In the past several years alone, the amount of compute required by deep learning and the amount of compute delivered by GPUs jumped more than 10 times. Meanwhile, disks and SSDs have not increased in performance during the same period. While the volume of unstructured data is exploding, legacy storage struggles to handle the storage performance needs of the emerging big data drivers.
Most deployments today use direct-attached storage (DAS) or distributed direct attached storage (DDAS) where datasets are spread across disks in each server. Use of DDAS allowed data scientists to use commodity off-the-shelf systems/components for their analytics pipeline, like X86 processors and standard hard disk drives, but the approach is full of potential problems. At the time that modern data analytics technologies were being developed, there wasn’t a storage platform big enough for such large amounts of data nor fast enough to meet the high bandwidth requirements from big data software.
In the new age of big data, applications are leveraging large farms of powerful servers and extremely fast networks to access petabytes of data served for everything from data analytics to scientific discovery to movie rendering. These new applications demand fast and efficient storage, which legacy solutions are no longer capable of providing.
What’s needed is a new, innovative storage architecture to support advanced applications while providing best-of-breed performance in all dimensions of concurrency – including input/output operations per second (IOPs), throughput, latency, and capacity – while offering breakthrough levels of density. The new FlashBlade™ flash-based storage by Pure Storage® meets all these needs. FlashBlade can handle big data and concurrent workloads that will drive tomorrow’s discoveries, insights and creations.
For the past four years, Gartner has rated Pure Storage as a Leader in the Magic Quadrant of Solid State Arrays for their innovations in all-flash data storage. Since Pure Storage unveiled its FlashBlade scale-out storage platform, the company has made significant inroads in providing storage for real-time and big data analytics, financial analysis and manufacturing. The FlashBlade architecture is designed from the ground-up for modern analytics workloads, delivering high performance, cost-effective, simple-to-own-andoperate scale-out storage for petabytes of operational data. It is specifically designed for flash media and the architecture contains no provision for mechanical disks. FlashBlade is purpose-built for massively parallel workloads that are required for deep learning processing.
DELIVERING DATA THROUGHPUT FOR AI
Deep learning systems often use mostly small files to keep the training computers busy. the deep learning training is running on NVIDIA DGX-1 servers and the FlashBlade data storage platform. In the example, each DGX-1 is processing 13k images per second through AlexNet using Microsoft CNTK framework. The training model uses small files with random access, which older legacy systems do not handle efficiently.
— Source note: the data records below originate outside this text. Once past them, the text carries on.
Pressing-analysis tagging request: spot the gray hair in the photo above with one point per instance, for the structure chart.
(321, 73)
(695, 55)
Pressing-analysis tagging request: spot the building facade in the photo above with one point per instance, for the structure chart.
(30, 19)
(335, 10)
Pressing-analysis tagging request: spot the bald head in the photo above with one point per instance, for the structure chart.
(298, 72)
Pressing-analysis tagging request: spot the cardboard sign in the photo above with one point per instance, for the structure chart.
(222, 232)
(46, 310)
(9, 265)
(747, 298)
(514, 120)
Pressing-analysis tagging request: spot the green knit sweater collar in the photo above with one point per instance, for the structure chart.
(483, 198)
In this example, a FlashBlade can deliver enough ingest throughput to maximize training performance on multiple DGX-1 systems.
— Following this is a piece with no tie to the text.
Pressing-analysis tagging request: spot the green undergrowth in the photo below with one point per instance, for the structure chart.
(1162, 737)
Computer systems consisting of multi-core CPUs or GPUs using parallel processing and extremely fast networks are required to process the data. However, legacy storage solutions are based on architectures that are decades old, un-scalable and not well suited for the massive concurrency required by machine learning. Legacy storage is becoming a bottleneck in processing big data and a new storage technology is needed to meet data analytics performance needs.
The FlashBlade all-flash storage array from Pure Storage is designed to meet these needs. FlashBlade performance improves linearly with more data. Whether files are small or large, FlashBlade delivers true linear scaling of capacity and performance, and as a result, is well-suited to modern analytics workloads for AI and deep learning.